Palaces, Beaches and Cabin Hotels (Okinawa)

To get away from the hustle of Kokusai-dori street I took the bus to the Shikina-en Royal Gardens. Here you’ll find quiet, tranquil gardens surrounding the old royal palace and lake. It’s all very orderly, no eating or drinking outside of the designated spaces and a signposted route to follow.

Palace gardens
Inside the palace

The gardens were created in 1799 under the Ryukyu Kingdom and used for the reception of an envoy from China. Totally destroyed in the Battle of Okinawa, restoration took 20 years starting in 1975. If you take your shoes off you can go inside – the rooms are open and bare but it’s interesting to see the use of each space. For example a “place to warm tea, liquor and foods”, and the room where tea was served to Chinese delegates in 1800.

Place to warm tea
View from inside the palace

Although the numerous warnings about the local poisonous snake made it slightly less relaxing as I only had the cartoon like drawing to go by with no idea how big or small or aggressive it was. Aside from seeing no snakes, I only saw a couple of other people and had the inside of the palace to myself. There is a sweet little bakery right outside, if you can find a place to eat.

Warning

Ready for a change of scenery I wanted to visit one of the smaller islands. I was advised by the tourist information that given the weather (boats can be cancelled and not everything is open) it was best to choose the closest one, Tokashiki. This gave me the option of a shorter more reliable car ferry across. It’s 100% worth the trip. In winter the options are more limited with both the faster more expensive speed boat and the ferry each running once per day (there and back). The risk is that if they are cancelled you’d have to stay the night, which wouldn’t be all that bad!

Ferry across

I got off the ferry after about a hour and a half and jumped straight on the local bus to Aharen beach on the other side of the island. It’s helpfully timed with the ferry schedule. Aharen is a bit of a one horse town with a main road running down to the beach – it literally opens up onto the shore. There are a handful of cafes and snack bars dotted around but most were closed.

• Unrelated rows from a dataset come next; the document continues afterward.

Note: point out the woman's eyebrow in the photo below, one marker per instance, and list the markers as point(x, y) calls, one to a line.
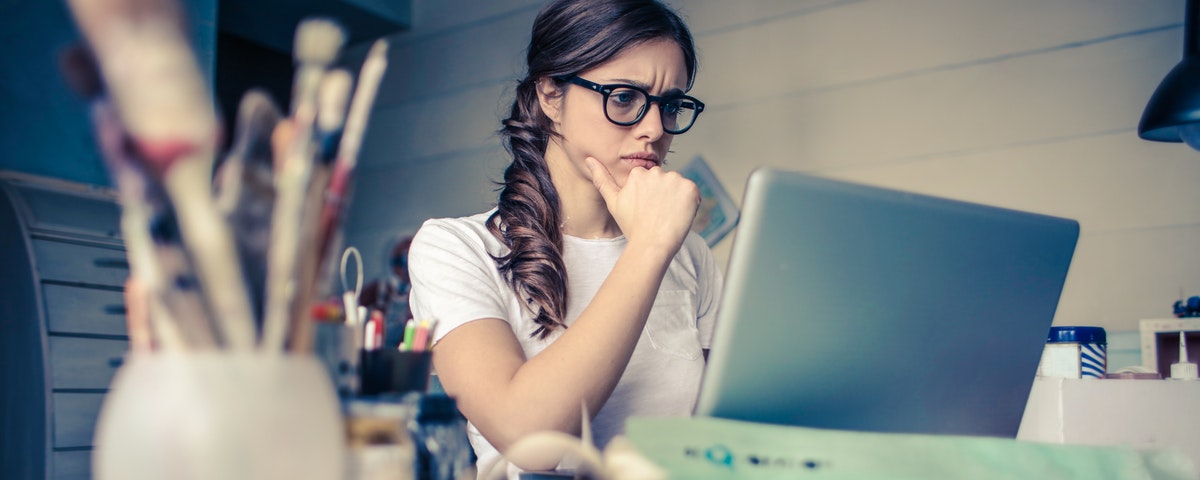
point(647, 87)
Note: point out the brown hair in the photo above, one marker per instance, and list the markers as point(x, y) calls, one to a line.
point(569, 36)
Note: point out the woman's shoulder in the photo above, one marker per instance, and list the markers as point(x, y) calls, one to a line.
point(694, 246)
point(468, 232)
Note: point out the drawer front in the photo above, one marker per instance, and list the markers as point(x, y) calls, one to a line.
point(84, 363)
point(81, 310)
point(79, 263)
point(75, 419)
point(72, 465)
point(69, 213)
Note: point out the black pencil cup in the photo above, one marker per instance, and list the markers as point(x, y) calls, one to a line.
point(388, 371)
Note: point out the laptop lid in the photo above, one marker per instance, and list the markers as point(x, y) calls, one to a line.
point(856, 307)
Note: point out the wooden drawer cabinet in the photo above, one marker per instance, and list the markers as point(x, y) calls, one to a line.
point(61, 323)
point(75, 263)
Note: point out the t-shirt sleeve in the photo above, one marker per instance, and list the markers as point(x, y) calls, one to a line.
point(454, 277)
point(709, 285)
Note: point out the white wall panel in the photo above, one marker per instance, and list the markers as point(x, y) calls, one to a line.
point(1105, 183)
point(1061, 94)
point(1020, 103)
point(877, 40)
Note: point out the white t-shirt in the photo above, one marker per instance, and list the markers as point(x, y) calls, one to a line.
point(455, 281)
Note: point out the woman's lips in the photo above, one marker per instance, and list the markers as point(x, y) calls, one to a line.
point(643, 161)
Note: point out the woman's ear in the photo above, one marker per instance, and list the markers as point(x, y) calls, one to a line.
point(550, 97)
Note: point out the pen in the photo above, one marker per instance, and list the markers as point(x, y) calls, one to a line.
point(409, 330)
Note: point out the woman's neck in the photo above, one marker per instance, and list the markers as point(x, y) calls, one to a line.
point(583, 211)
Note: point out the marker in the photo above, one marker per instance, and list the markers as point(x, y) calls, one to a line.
point(409, 331)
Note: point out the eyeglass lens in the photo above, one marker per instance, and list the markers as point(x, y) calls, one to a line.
point(627, 107)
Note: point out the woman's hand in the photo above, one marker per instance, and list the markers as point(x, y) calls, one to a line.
point(654, 207)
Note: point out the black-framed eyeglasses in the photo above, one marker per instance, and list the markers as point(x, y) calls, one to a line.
point(627, 105)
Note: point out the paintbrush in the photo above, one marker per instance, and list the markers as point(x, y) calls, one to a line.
point(159, 265)
point(162, 99)
point(333, 96)
point(342, 181)
point(317, 45)
point(245, 189)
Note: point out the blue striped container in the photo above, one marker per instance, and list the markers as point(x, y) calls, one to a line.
point(1075, 352)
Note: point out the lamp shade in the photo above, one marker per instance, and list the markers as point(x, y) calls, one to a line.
point(1174, 111)
point(1175, 103)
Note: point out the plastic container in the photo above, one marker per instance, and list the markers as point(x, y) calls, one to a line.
point(220, 415)
point(1074, 352)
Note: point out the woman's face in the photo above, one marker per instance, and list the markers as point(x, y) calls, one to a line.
point(658, 67)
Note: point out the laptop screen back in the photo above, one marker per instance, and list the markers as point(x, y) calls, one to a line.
point(856, 307)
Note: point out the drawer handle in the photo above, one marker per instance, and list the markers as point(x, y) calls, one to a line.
point(112, 263)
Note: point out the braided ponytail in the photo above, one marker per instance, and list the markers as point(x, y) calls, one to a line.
point(528, 211)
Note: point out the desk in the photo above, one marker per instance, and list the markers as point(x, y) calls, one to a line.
point(1151, 414)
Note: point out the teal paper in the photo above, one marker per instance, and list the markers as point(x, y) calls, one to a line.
point(705, 448)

The road becomes the beach

I found myself on the most stunning natural beach with crystal clear water and could imagine how amazing it would be to swim here in summer. The contrast with the thick forest is even more beautiful. The advantage of going in winter is that I again counted just 5 or 6 other people. I spent a few hours just chilling on the beach, climbing up to a viewpoint and enjoying sweet potato fritters and Okinawan lemonade.

Walk along the beach
View from the lookout

For my last few nights I paid £19 per night for a cabin room at the Grand Cabin Hotel. This is the best hotel I have ever stayed in. I could live there. You enter into a huge lobby and cafe area where the complimentary Okinawan breakfast and free lemonade or shot of local spirit are served. You can also pick up something from the Manga collection to read or buy souvenirs at the shop.

Hotel lobby

Going through to the women only floor, you get a decent sized bed in a lockable room with ample space for your luggage. But that’s not all – in your basket you’ll find two fresh towels, changed daily, and around the corner you go to the pillow bar and select from at least 10 different types of pillows and pickup a comfy pair of pyjamas and slippers.

My cabin

And that’s still not all – enter the powder room of all powder rooms. Several individual stations with hair dryers and straighteners, all the toiletries you could ever need and a SHAMPOO BAR. At least 10 different luxury shampoos and conditioners to choose from. In the UK people would be stuffing their pockets and stealing everything that’s not nailed down.

Powder station
Shampoo bar

It may have only cost £19 but the sheer joy of returning to this hotel in the evening, after picking up some freshly made cucumber sushi from across the road, was priceless.